ACKSON, Miss. – A scathing parody that likens
President Bush to the “idiot” in William Faulkner’s novel “The Sound and the Fury” has won this year’s Faulkner write-alike contest — and touched off a literary spat.
Organizers of the Faux Faulkner competition are accusing Hemispheres, the United Airlines magazine that has sponsored the contest for six years, of playing politics by not putting Sam Apple’s “The Administration and the Fury” in its print edition — only on its Web site.
“One of the things they asked was that we didn’t have profanity or any obvious sexual content. We watch for that. But anything else, like a political subject, was funny, it was parody. … We felt that that shouldn’t be censored,” said Larry Wells, who organizes the contest with his wife, Dean Faulkner Wells, Faulkner’s niece.
The story portrays President Bush in the role of Benjy, the mentally challenged son — or, as Faulkner himself said, the “idiot” — in his 1929 novel about the wreckage of a Southern family.
Apple, a 29-year-old writer for Nerve magazine in New York, planned to be in Oxford this weekend to read his parody aloud at the 32nd annual Faulkner and Yoknapatawpha Conference at the University of Mississippi.
Hemispheres editor Randy Johnson said politics played no role in the handling of Apple’s winning entry. The magazine published “The Administration and the Fury” only online, he said, because Hemispheres is trying to bring more attention to its Web site. Plus, he said, Apple’s parody already had been published earlier this year in the online magazine Slate.
“The number of people who are able to see the Web site completely stands on its head any charge of censorship,” Johnson said. “We are making it available to millions of people.”
Hemispheres had already decided to end its sponsorship of Faux Faulkner, a cerebral contest that lets aspiring writers explore their inner “Pappy” with dense, stream-of-consciousness screeds.
Apple’s story is told from Bush/Benjy’s point of view as Vice President
Dick Cheney, Secretary of State
Condoleezza Rice and Defense Secretary Donald Rumsfeld prepare him for a news conference:
“‘Go and get him Saddam’s gun,’ Condi said. ‘You know how he likes to hold it.’
“Dick went to my desk drawer and took out Saddam’s gun. He gave it to me, and it was hot in my hands. Rummy pulled the gun away.
“‘Do you want him carrying a gun into the press conference?’ Rummy said. ‘Cant you think any better than he can?'”
Larry Wells said Apple’s piece won the contest not because of its political content but because it mirrors the labyrinthine language of the Nobel laureate.
“It was very funny, a brilliant use of ‘The Sound and the Fury,'” Wells said. “The fact that he substituted Saddam’s gun for a horseshoe Benjy liked to hold — it was hilarious.”
Apple said he had struggled to read “The Sound and the Fury” as a teenager and decided to try it again as an adult.
“This time, I was able to appreciate it much more and I really fell in love with the language and took a lot of pleasure in just listening to the dialect and the different characters,” he said.

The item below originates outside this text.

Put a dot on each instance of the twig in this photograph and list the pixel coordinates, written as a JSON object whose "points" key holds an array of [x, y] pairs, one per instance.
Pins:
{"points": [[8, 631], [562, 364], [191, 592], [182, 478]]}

He set about trying to write in Faulkner’s style, he said, the same way a novice guitarist tries to imitate a pro. Another character’s observation about Benjy made him think of Bush, and Apple has Cheney echo that line in the parody: “‘He know lot more than folks think.'”
Apple said it was also a lucky coincidence that “Condi” sounds like “Caddy,” Benjy’s beloved sister. Just as Benjy has an olfactory memory of Caddy (she smelled like trees), the spoofed Bush thinks of Condi: “She smelled like the Xeroxed copies of the information packets they give me each day.”